Mark Bridge writes:
The public telephone box is disappearing as mobile phone coverage improves. In 2002, there were 92,000 BT phone boxes in the UK. Today, there are a total of 51,500 payphones… including 11,000 traditional red boxes. In order to preserve the appearance of rural life - if not the landline connection - BT has been asking parish councils across the UK if they’d like to adopt their local kiosk. Just £1 lets a community keep its red BT phone box (with the fixed-line payphone taken out)… and 1,500 have been adopted so far.
One of the latest innovations for these disused kiosks involves fitting them with defibrillator equipment, thanks to BT’s partnership with the Community Heartbeat Trust. BT is paying for the machines to be fitted in five kiosks across the country. Defibrillation equipment is fitted inside the kiosk in a secure vandal-resistant steel cabinet; the combination lock for the cabinet is available from the emergency services by calling 999.

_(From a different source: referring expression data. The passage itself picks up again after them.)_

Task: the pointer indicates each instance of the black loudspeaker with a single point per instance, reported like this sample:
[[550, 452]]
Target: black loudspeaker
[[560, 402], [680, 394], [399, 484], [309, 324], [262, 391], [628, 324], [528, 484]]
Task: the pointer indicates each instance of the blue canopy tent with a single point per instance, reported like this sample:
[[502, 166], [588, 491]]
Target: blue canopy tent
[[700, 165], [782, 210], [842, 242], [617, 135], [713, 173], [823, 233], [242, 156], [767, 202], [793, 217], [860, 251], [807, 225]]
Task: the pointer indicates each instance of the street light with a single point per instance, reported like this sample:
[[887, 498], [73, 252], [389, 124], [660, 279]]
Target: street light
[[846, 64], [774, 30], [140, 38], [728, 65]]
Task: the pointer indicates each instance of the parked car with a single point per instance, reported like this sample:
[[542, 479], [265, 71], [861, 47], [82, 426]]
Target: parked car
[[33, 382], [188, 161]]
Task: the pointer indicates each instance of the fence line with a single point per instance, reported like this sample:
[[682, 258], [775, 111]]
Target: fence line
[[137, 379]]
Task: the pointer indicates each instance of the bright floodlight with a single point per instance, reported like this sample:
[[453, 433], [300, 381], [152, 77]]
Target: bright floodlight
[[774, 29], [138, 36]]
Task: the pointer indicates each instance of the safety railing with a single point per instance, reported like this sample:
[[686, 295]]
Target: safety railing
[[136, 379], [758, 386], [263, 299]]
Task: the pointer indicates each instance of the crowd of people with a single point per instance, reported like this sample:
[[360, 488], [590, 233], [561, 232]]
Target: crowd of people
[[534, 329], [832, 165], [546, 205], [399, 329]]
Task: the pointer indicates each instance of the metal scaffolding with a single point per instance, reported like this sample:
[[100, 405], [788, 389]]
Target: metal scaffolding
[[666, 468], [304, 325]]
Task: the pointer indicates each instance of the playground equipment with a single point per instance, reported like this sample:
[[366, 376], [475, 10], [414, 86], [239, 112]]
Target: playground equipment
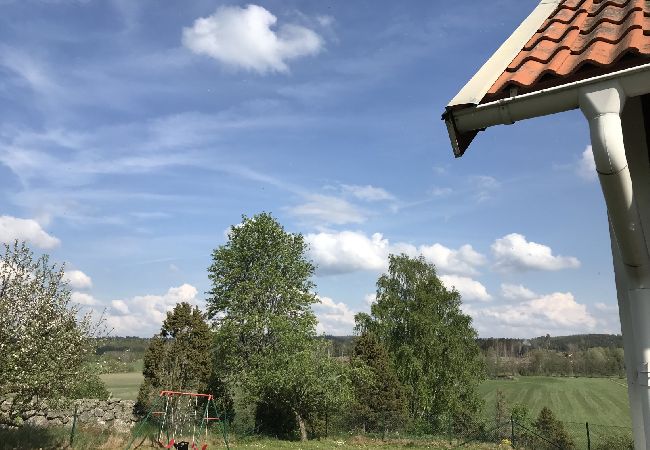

Using the defibrillator machine requires no training because it provides step-by-step spoken instructions. It even analyses the casualty to determine if they are suffering from cardiac arrest. When necessary, it can deliver a powerful electric shock to restore a normal heartbeat to the sufferer.

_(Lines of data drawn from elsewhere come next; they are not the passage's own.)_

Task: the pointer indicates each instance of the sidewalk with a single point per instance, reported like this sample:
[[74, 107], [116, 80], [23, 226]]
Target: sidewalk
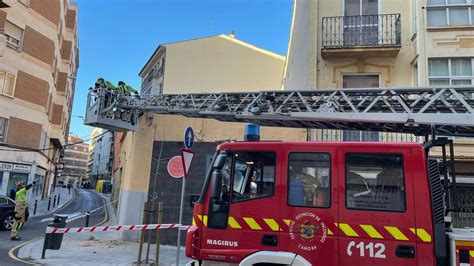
[[101, 249], [42, 206]]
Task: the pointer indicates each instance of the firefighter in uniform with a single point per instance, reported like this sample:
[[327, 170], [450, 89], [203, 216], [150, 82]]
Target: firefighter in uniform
[[20, 209], [126, 88]]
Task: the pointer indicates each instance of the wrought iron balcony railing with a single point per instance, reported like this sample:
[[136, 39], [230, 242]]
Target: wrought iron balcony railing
[[361, 31]]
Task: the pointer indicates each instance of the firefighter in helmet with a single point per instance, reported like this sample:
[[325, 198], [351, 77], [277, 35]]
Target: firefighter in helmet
[[20, 209]]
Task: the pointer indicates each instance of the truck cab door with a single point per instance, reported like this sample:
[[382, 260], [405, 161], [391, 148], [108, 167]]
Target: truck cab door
[[310, 207], [376, 211], [242, 215]]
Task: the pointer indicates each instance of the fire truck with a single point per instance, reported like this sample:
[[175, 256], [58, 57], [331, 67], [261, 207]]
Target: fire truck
[[322, 203]]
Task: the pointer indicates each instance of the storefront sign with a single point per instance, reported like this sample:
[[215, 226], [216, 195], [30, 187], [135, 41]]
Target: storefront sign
[[6, 166], [20, 168]]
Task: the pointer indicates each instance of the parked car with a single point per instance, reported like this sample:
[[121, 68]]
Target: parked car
[[7, 211]]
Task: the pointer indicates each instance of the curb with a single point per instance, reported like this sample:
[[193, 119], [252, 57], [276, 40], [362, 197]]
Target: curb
[[11, 253]]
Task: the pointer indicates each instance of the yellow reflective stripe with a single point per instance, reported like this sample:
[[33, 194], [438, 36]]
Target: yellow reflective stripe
[[347, 229], [396, 233], [272, 224], [464, 243], [252, 223], [371, 231], [233, 223], [422, 234]]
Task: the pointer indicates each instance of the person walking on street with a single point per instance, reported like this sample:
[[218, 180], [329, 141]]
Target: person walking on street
[[20, 209], [12, 193]]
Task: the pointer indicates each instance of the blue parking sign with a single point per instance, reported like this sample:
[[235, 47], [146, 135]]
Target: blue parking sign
[[188, 138]]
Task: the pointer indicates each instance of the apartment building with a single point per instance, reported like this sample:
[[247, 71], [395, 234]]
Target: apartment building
[[38, 67], [382, 43], [210, 64], [75, 161], [101, 155]]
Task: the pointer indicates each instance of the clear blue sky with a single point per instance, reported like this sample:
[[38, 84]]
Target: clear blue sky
[[116, 37]]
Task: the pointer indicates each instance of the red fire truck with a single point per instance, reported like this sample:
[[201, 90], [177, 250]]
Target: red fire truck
[[319, 204], [322, 203]]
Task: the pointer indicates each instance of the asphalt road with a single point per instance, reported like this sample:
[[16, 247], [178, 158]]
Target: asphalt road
[[85, 200]]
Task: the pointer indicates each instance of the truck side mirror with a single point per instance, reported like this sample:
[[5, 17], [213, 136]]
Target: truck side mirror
[[216, 184], [220, 161]]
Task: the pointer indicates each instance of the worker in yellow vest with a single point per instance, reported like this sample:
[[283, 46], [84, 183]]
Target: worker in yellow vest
[[20, 209]]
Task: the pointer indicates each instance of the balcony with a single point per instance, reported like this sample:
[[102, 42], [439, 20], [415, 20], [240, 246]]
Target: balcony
[[361, 36]]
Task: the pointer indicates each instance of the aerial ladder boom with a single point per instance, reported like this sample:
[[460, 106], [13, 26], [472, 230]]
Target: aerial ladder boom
[[447, 111]]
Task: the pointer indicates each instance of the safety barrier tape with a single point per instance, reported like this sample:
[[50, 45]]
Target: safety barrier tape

Martin Fagan, national secretary of the Community Heartbeat Trust, said “We are immensely grateful to BT for their help in this novel use of a familiar icon, phone boxes are ideal locations for emergency medical equipment because they’re often in the centre of a village. With something as serious as a cardiac arrest, time is of the essence, and unfortunately the emergency services can’t always reach country villages in the recommended five minutes. We hope that many more people will adopt their kiosk and enlist our help to save lives in rural communities.”
Currently 100,000 calls are made each day from public payphones, although the number of calls made from payphones is falling by 25% annually. Almost two-thirds (64%) of UK phone boxes are unprofitable.